En absoluto. Hay algunos cantaores que sí se atreven a contar con instrumentos como el violín para algún recital flamenco, pero en la mayoría de los casos lo siguen viendo como un elemento extraño. Por otra parte, las que sí comienzan a utilizarlo mucho son las compañías de baile u obras musicales más dancísticas. Entiendo en parte que no sea un instrumento usual. El violín no debe estar nunca de más, debe acompañar al cante o al baile, pero no es bueno introducir el violín sin un sentido concreto.
A nivel profesional, ¿se puede vivir de esto?
Realmente cuesta bastante. Yo podría vivir de manera más relajada si hubiera querido formar parte de una orquesta, bien sea aquí, en Sevilla o en Málaga… Pero soy un artista que intenta expresar cuando toca el violín, y si no es a través del flamenco me va a costar mucho hacerlo. Por ahora prefiero dedicarme a lo que me gusta. Evidentemente, el violín en el folclore o en el flamenco tiene menos camino que en otro tipo de músicas. Soy un artista que vive el momento, prefiero el arte que la técnica.
Pero la técnica es necesaria ¿no?
Por supuesto. Yo considero que aún no me he puesto a fondo, no es porque no sepa tocar, pero no le dedico todas las horas de estudio que debería. Es importante tener unos conocimientos sobre la técnica musical para después tener unas cualidades que permitan darle la personalidad conveniente a tu música. Las horas que dedicas a practicar nunca van a ser en vano.

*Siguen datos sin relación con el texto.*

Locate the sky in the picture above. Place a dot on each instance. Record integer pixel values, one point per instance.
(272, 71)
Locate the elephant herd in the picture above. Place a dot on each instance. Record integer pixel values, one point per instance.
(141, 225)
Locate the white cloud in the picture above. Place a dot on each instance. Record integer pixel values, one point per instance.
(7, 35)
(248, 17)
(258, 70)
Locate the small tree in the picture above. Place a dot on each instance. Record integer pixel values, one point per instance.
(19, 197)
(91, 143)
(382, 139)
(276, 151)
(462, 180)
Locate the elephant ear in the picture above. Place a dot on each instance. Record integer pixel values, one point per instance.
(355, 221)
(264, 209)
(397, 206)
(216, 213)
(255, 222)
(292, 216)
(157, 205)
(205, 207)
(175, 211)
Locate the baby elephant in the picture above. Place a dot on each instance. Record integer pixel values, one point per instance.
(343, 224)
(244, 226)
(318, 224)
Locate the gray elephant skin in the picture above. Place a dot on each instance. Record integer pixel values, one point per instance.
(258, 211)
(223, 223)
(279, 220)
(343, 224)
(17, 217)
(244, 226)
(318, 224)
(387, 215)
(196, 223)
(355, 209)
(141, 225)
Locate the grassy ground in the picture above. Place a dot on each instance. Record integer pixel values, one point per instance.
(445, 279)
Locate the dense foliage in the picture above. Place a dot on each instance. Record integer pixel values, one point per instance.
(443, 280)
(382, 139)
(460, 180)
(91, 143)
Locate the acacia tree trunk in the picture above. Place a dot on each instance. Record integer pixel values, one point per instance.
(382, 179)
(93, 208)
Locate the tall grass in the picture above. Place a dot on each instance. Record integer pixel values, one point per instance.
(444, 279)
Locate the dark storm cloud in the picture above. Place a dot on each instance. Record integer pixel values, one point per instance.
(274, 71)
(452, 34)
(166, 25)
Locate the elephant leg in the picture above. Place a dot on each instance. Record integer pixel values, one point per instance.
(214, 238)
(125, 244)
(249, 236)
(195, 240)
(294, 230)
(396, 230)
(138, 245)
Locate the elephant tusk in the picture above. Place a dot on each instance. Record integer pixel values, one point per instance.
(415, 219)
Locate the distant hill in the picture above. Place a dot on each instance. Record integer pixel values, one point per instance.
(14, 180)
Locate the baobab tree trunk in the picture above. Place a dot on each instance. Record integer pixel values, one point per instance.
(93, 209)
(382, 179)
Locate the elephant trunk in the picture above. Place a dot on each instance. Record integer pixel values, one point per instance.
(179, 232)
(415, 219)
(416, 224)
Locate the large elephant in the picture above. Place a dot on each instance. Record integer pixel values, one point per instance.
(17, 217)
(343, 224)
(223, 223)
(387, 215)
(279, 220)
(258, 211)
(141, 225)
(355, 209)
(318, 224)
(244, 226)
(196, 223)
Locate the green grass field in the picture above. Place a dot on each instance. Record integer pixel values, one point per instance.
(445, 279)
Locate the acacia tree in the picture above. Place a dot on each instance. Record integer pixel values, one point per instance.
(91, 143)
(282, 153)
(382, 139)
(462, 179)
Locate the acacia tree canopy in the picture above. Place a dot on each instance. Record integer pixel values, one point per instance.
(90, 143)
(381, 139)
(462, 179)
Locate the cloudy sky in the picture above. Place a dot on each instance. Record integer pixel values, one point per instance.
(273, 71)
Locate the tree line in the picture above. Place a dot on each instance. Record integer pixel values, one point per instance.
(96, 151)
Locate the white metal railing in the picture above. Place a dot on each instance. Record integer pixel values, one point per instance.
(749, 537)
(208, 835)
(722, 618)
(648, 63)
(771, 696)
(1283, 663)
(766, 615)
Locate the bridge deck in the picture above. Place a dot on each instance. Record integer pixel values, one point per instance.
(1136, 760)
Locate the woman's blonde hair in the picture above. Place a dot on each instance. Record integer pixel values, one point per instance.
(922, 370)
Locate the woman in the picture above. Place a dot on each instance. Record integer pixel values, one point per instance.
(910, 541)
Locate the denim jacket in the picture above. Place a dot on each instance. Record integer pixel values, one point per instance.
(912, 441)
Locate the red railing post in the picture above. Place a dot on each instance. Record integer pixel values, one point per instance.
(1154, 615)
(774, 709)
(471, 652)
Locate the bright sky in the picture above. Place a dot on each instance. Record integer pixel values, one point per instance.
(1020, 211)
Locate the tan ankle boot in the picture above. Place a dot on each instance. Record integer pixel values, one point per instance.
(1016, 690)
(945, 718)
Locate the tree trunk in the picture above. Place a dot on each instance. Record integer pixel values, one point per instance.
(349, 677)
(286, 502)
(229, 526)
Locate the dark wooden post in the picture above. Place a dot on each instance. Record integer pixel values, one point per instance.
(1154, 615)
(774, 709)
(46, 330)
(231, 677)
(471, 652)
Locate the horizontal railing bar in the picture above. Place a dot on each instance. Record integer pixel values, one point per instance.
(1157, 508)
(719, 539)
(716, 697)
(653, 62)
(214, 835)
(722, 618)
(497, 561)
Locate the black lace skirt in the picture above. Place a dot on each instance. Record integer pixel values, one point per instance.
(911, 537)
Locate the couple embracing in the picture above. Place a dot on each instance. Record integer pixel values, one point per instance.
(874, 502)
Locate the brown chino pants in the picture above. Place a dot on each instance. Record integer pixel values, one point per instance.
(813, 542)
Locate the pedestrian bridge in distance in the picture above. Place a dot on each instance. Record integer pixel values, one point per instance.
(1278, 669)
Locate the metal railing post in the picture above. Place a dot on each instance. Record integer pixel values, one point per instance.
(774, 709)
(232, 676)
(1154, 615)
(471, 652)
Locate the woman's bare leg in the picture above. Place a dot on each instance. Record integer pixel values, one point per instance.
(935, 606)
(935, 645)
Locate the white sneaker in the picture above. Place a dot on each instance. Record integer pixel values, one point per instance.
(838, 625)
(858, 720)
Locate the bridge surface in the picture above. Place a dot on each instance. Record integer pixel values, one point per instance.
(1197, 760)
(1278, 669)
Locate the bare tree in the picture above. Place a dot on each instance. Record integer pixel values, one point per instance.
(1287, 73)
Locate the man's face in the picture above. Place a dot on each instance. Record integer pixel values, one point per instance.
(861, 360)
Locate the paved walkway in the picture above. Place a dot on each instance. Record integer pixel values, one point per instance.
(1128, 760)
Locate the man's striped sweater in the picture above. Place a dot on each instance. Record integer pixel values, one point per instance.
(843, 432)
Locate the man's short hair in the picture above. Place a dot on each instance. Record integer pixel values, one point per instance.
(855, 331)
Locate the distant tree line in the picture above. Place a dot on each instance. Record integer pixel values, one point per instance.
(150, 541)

Tampoco debe ser fácil darse a conocer…
Eso es algo fundamental. Para que te conozcan en el mundo del violín flamenco tiene que ser pura casualidad. No hay oportunidades para poder demostrar tu música. Hay que tener mucha suerte, como me pasó a mí con Rosario Montoya, para que alguien decida llevarte en un espectáculo. Creo que es cuestión de tiempo que el violín coja más protagonismo en el flamenco. Yo imagino que los que empezaron a tocar la caja o a introducir un piano de cola en un espectáculo tampoco debieron tenerlo fácil.
¿Y qué artistas suelen contar con usted?
Pues algunos hay. Grandes oportunidades no he tenido aún, pero sí que hay una serie de artistas que me suelen llamar para algunos bolos, celebraciones como bodas, misas flamencas… Una buena época son las zambombas. Con María José Santiago o con el Nano de Jerez también he compartido escenario muchas veces. Felipa la del Moreno me suele llamar cuando necesita un violín… Esto es como todo, hay mejores épocas que otras.
¿Y no le parece curioso que siendo Jerez una ciudad tan flamenca haya tan poca gente que apueste por ello?
Eso es una clave fundamental. Lo que ocurre en el violín es que es una música que se mueve mucho por tradiciones y en cuanto al flamenco, hay pocos antecedentes para crear una corriente artística con fuerza. Aquí tenemos a Bernardo Parrilla y poco más. Si tu familia es flamenca y te gusta el violín, probablemente expreses esas inquietudes artísticas en unión, pero si no tienes ninguna cercanía con el flamenco, tu toque de violín tirará más para el clásico.